NEW YORK, May 23, 2011More than eight of 10 leaders in health and health care policy (82%) believe states should be allowed to implement key provisions of the Affordable Care Act early with full federal support, ahead of the timeline outlined in the law. Such key provisions include expanding Medicaid eligibility to cover more low-income families and creating insurance exchanges with premium subsidies. Findings are from the latest Commonwealth Fund/Modern Healthcare Health Care Opinion Leaders Survey, which asked respondents about the relative authority states and the federal government should have implementing health care reform.
There are wide differences of opinion in Congress and among industry experts about the degree to which the federal government or individual states should have authority over health reform. When asked about the overall statefederal balance in the Affordable Care Act, 41 percent of opinion leaders said the federal government should have more authority and 29 percent say that the law has struck an appropriate balance between states' and the federal government's roles. Only 25 percent of respondents thought the states should have more authority.

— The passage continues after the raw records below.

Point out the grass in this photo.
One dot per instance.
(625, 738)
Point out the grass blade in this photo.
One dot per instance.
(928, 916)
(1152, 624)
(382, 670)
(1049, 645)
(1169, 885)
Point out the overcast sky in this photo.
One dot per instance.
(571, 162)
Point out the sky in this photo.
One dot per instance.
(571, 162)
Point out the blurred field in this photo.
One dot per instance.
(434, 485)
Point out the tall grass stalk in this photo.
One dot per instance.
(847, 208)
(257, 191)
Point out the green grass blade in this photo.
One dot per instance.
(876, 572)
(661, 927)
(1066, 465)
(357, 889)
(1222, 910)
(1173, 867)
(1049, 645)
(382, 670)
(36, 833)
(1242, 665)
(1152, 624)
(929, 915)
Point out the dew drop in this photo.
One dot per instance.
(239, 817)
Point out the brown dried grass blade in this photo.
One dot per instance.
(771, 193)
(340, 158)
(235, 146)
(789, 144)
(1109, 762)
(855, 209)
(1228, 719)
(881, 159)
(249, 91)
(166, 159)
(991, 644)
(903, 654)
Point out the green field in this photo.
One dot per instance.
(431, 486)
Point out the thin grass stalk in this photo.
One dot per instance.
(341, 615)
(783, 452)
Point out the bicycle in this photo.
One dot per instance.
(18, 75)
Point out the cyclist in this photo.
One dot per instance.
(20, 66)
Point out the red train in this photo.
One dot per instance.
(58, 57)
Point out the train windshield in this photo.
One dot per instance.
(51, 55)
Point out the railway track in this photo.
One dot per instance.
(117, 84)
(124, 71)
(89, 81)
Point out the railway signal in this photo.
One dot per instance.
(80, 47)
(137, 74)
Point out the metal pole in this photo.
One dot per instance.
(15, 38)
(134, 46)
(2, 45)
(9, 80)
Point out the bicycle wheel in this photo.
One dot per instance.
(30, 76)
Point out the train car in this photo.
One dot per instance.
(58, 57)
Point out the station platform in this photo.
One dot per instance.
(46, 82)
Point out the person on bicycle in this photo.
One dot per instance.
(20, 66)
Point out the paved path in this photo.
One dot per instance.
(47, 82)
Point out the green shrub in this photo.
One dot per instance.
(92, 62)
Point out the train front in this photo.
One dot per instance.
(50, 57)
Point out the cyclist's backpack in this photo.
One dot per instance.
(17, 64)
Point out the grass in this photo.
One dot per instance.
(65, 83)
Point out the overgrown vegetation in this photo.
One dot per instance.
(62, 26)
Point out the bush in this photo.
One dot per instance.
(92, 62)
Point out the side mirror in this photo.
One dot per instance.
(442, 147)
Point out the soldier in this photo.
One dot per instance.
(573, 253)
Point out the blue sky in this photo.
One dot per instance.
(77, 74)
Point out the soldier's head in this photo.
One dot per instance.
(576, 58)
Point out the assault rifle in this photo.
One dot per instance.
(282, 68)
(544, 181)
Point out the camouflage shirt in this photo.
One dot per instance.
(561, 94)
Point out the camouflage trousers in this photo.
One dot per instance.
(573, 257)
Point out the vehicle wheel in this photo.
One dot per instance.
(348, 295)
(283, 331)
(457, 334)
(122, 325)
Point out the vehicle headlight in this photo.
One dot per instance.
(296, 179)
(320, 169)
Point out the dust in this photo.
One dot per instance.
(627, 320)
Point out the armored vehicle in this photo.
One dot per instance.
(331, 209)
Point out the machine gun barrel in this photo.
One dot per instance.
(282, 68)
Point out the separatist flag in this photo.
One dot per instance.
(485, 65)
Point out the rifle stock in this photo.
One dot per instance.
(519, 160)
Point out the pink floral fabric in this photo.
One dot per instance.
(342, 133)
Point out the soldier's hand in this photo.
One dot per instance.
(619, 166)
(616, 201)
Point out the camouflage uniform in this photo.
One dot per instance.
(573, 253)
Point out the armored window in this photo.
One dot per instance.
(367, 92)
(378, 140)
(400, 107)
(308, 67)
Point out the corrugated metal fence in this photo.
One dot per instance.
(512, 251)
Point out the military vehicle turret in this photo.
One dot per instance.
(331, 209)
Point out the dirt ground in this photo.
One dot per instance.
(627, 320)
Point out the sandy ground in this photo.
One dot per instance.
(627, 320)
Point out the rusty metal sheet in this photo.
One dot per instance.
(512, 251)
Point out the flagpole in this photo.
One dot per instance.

On many health care reform provisions, opinion leaders were somewhat more likely to think the federal government should have a stronger role. For instance, under the law, new federal rules will prohibit insurers from restricting coverage or basing premiums on health status or gender. Half of health care opinion leaders support granting the federal government more power to set such health insurance market rules; 23 percent feel the law got the balance between the federal government and states about right. In addition, half of respondents favor a stronger role for the federal government in developing and spreading innovative provider payment methods, including new models like accountable care organizations and patient-centered medical homes.
A wide majority of opinion leaders expressed concerns about the barriers states face in successfully implementing the law. Nearly nine of 10 (89%) are concerned or very concerned about the current fiscal situation and budgetary pressures in many states. In addition, more than 70 percent are concerned about state political resistance and legal challenges (78%) and technical knowledge and capacity of state agencies (71%).
"The strong support voiced by health care leaders for federal support of early state implementation of the Affordable Care Act indicates a vote of confidence in the benefits of the new law," said Commonwealth Fund president Karen Davis. "Leaders have also expressed concerns about barriers to implementation, such as capacity of state agencies and budget pressures, which policymakers must address to facilitate effective implementation of the law."
Other findings from the survey include:
The survey is the 25th in a series from The Commonwealth Fund, and the 17th conducted in partnership with the publication Modern Healthcare. Commentaries by Jim Douglas, the former governor of Vermont, and Michael McRaith, director of the Illinois Department of Insurance, appear in the May 23 issue of Modern Healthcare. The commentaries are also posted on The Commonwealth Fund's Web site, along with a Commission data brief discussing the survey findings.